+1 on 1, 2, & 4 re CC debt.
SOMETIMES new car can be reasonable buy IF bought at solid discount & held for several years. Price of good clean used cars is high now. Often the "savings" of a used car get eaten up in cost of fuel (usu worse mpg for similar newer car), higher medical pmts in auto insurance (fewer safety features), and cost of major repairs can turn old car into a money pit (e.g. just-1-more-repair syndrome). I generally buy new (going easy on the options!!) & hold for years. Bought my prev car new & held for 8yrs. Had similar (if not lower) overall outlays than certain relatives who dumped huge $$$ into repairs (tranny, engine, etc.). Current car (midsize 4cyl) is 4yrs old & my depreciation is less than what at least 2 diff relatives have put into their older used vehicles over that time- plus my gas savings of 27-28mpg vs their 15-17mpg (suburban driving).

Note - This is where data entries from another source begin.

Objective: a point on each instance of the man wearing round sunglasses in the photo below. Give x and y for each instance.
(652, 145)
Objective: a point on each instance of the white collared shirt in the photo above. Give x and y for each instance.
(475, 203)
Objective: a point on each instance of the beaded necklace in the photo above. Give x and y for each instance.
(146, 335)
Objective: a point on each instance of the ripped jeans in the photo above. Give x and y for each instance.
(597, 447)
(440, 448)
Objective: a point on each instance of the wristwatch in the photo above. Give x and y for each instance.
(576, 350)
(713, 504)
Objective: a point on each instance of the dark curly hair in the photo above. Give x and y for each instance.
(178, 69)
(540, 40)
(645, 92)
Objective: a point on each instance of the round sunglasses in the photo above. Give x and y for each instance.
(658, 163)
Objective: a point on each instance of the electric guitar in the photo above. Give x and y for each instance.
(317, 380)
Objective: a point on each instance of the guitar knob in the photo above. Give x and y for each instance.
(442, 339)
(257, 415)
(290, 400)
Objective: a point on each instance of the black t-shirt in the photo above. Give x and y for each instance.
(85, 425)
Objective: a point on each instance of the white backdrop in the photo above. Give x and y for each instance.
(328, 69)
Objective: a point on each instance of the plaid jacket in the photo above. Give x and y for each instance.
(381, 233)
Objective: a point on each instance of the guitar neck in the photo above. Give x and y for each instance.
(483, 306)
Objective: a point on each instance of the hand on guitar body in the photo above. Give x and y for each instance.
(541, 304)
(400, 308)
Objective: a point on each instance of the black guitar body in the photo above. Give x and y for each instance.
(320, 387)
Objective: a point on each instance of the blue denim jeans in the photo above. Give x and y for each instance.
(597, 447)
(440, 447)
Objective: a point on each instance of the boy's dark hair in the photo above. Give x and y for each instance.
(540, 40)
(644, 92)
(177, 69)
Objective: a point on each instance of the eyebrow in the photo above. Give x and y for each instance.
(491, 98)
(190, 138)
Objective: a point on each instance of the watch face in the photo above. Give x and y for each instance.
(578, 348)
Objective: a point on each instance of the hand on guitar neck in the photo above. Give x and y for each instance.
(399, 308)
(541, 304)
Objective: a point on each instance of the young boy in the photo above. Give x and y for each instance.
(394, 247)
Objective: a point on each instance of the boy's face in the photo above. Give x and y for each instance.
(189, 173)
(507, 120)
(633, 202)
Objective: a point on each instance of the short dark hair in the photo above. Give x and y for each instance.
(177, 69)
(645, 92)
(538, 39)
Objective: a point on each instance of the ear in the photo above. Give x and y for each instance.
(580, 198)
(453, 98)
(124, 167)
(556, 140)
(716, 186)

+1 on DRIP stocks IF you stick with solid blue chips and monitor closely. Many once solid blue chips have ended up bust over the years. Most might be better off with mutual fund or ETF focused on consistent dividend payers, and reinvesting the dividends.
#3 is not for me. Real estate investment & management can be tough. Back in mid-80's I felt lucky to break even in sale of my 1st house. And trying to rent it in that market would have been a huge negative cash flow. Tried investing in a rental in 90's & again felt lucky to loose only a few $1,000's over 3yrs depsite putting in lots on time on it.